16 March 2026, 12:25

UniCredit drängt auf mehr Einfluss bei der Commerzbank – Gewerkschaften schlagen Alarm

Eine Gruppe von Menschen steht vor einem Gebäude und hält Schilder mit der Aufschrift "Keine Mauer, kein Verbot" hoch und trägt Mützen, mit Tafeln im Hintergrund.

Verdi: Ablehnung der Commerzbank-Übernahme durch Unicredit - UniCredit drängt auf mehr Einfluss bei der Commerzbank – Gewerkschaften schlagen Alarm

UniCredit startet freiwilliges Umtauschangebot für Commerzbank-Aktien

Die italienische Großbank UniCredit hat ein freiwilliges Aktientauschangebot für alle Anteile der Commerzbank gestartet. Die Bank hält bereits 26 Prozent an ihrem deutschen Konkurrenten und strebt an, ihren Anteil auf über 30 Prozent auszubauen. Der Schritt löst bei Gewerkschaften Sorgen vor möglichen Arbeitsplatzverlusten aus.

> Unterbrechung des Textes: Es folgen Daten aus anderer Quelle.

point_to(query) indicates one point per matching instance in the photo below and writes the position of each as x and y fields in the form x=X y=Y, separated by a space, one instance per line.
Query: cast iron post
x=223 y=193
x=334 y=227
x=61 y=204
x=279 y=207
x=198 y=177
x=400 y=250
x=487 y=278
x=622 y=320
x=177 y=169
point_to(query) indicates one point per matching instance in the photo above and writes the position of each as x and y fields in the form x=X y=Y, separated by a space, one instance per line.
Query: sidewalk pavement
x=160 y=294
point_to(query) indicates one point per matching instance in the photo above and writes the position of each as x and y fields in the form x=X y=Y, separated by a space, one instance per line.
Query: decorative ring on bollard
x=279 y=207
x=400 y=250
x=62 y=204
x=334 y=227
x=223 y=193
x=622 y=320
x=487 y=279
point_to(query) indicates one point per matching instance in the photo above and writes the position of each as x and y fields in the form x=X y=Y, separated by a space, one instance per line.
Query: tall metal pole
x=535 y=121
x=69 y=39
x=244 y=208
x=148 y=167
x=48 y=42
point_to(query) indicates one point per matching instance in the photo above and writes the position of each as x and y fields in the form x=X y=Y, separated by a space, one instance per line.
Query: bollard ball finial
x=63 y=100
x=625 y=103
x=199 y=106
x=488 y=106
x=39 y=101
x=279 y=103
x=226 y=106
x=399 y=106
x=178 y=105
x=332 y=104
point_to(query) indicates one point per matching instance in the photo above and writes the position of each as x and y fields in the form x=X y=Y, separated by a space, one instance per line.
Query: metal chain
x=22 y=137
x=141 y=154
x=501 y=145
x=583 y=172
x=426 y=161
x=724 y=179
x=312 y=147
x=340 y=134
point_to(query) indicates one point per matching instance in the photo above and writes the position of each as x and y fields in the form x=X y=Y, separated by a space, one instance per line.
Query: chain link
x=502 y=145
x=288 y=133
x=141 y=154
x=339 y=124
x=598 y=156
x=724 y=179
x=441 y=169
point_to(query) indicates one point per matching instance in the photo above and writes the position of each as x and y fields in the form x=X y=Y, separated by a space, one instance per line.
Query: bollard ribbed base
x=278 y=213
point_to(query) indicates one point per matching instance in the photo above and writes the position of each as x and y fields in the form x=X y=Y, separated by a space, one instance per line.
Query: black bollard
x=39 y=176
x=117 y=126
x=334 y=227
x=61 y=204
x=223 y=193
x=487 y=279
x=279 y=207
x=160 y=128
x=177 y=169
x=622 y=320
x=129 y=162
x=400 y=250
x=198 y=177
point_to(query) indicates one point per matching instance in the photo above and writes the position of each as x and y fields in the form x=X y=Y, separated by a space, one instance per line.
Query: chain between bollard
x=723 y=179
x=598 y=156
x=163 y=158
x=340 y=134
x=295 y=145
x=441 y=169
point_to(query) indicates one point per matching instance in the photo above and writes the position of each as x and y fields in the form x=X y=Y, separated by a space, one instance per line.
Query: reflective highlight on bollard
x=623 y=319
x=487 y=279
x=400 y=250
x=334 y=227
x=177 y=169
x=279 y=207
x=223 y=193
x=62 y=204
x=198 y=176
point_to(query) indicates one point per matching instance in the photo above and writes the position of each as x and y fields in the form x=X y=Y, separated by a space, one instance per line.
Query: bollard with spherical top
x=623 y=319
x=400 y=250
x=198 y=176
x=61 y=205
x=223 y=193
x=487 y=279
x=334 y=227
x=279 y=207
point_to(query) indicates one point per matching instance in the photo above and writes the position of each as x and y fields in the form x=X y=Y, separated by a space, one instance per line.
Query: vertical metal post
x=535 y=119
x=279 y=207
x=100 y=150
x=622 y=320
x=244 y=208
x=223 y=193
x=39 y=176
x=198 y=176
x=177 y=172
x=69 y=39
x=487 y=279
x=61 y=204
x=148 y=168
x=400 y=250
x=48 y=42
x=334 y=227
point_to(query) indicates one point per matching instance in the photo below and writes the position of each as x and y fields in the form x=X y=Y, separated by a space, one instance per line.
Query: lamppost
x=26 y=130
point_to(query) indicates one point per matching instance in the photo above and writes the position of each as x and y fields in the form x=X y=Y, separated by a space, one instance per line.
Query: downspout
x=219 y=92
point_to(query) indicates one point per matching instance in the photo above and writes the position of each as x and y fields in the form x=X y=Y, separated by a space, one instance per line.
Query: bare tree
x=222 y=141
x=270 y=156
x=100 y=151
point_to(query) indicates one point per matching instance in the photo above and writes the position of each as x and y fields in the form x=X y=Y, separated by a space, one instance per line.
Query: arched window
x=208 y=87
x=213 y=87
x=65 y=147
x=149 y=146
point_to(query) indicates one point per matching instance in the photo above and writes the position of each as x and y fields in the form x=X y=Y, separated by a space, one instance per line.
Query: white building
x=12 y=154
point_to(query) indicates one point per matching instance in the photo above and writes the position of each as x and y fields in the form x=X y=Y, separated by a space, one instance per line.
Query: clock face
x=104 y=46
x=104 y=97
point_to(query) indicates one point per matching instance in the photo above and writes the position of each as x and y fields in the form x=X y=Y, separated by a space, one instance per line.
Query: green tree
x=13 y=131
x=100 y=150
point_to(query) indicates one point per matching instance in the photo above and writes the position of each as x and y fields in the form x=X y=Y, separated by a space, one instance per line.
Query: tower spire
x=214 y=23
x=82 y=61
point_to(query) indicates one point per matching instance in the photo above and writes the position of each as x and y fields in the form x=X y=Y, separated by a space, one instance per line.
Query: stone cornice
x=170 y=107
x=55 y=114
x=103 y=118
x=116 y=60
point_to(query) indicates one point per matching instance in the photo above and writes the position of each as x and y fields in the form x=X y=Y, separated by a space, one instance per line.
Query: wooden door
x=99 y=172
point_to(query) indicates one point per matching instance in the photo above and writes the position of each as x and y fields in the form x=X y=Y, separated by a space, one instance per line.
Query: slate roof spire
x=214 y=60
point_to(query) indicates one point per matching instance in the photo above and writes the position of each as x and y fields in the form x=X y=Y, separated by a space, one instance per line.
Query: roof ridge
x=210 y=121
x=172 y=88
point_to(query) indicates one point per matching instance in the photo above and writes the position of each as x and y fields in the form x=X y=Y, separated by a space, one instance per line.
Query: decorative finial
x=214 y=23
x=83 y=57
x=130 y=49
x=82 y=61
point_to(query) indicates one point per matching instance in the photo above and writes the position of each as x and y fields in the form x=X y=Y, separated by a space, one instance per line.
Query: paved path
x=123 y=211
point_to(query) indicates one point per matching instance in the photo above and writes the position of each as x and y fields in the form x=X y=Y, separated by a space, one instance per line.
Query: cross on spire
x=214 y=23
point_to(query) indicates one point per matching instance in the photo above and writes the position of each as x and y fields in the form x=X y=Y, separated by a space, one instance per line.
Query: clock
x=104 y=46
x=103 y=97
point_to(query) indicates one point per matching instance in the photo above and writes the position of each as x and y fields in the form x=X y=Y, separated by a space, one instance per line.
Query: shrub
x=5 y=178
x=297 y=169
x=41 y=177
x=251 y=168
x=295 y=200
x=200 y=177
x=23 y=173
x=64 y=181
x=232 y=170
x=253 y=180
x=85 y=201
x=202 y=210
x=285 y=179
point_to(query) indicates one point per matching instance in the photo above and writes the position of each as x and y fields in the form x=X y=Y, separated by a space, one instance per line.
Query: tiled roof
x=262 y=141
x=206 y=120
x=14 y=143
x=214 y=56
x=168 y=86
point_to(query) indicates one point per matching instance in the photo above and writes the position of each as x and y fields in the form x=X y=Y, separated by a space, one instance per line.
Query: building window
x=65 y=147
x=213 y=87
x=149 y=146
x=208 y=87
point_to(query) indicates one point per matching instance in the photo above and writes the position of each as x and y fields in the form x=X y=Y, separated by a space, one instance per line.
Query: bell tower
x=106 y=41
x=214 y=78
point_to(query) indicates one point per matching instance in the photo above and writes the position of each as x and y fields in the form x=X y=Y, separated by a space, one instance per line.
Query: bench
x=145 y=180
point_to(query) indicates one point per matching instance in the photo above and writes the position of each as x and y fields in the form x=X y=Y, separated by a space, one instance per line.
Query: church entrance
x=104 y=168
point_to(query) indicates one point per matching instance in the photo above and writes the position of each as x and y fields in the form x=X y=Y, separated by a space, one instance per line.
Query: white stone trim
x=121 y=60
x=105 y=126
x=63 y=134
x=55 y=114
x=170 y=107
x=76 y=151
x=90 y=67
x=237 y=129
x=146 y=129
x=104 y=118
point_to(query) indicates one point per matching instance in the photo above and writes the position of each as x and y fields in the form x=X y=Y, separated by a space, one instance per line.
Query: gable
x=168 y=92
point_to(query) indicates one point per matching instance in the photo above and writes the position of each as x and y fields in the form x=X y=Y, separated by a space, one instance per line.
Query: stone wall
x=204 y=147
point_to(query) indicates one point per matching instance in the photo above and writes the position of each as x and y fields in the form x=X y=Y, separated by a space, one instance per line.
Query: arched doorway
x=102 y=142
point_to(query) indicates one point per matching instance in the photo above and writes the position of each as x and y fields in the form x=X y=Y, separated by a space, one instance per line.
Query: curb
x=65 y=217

UniCredit ist mit 26 Prozent bereits größter Einzelaktionär der Commerzbank. Nun will die Bank ihre Beteiligung auf über 30 Prozent erhöhen, betont jedoch, keine vollständige Übernahme anzustreben. Ein formelles Übernahmeangebot wird für Mai erwartet.

Die Gewerkschaft Verdi übt scharfe Kritik an UniCredits Vorgehen. Sie wirft Vorstandschef Andrea Orcel unberechenbares Handeln vor und warnt vor schweren Folgen für die Belegschaft. Verdi betont wiederholt, dass ein unabhängiges Fortbestehen der Commerzbank Arbeitsplätze besser sichern würde.

Gewerkschaftsvertreter hatten bereits zuvor vor "massiven Stellenabbau" gewarnt, falls UniCredit an Einfluss gewinnt. Sie rechnen mit großflächigen Entlassungen sowohl bei der Commerzbank als auch bei der HypoVereinsbank, einer weiteren UniCredit-Tochter. Die Bedenken folgen auf das Übernahmeangebot, das UniCredit am 16. März 2026 vorlegte und das Analysten zufolge zu Filialschließungen und Umstrukturierungen führen könnte.

UniCredits Angebot wirft Fragen zur Zukunft der Commerzbank-Belegschaft auf. Die Bank plant, ihr formelles Angebot im kommenden Monat vorzulegen, während Verdi weiterhin für die Unabhängigkeit der Commerzbank kämpft. Das Ergebnis wird entscheiden, ob es zu Stellenstreichungen oder Restrukturierungsmaßnahmen kommt.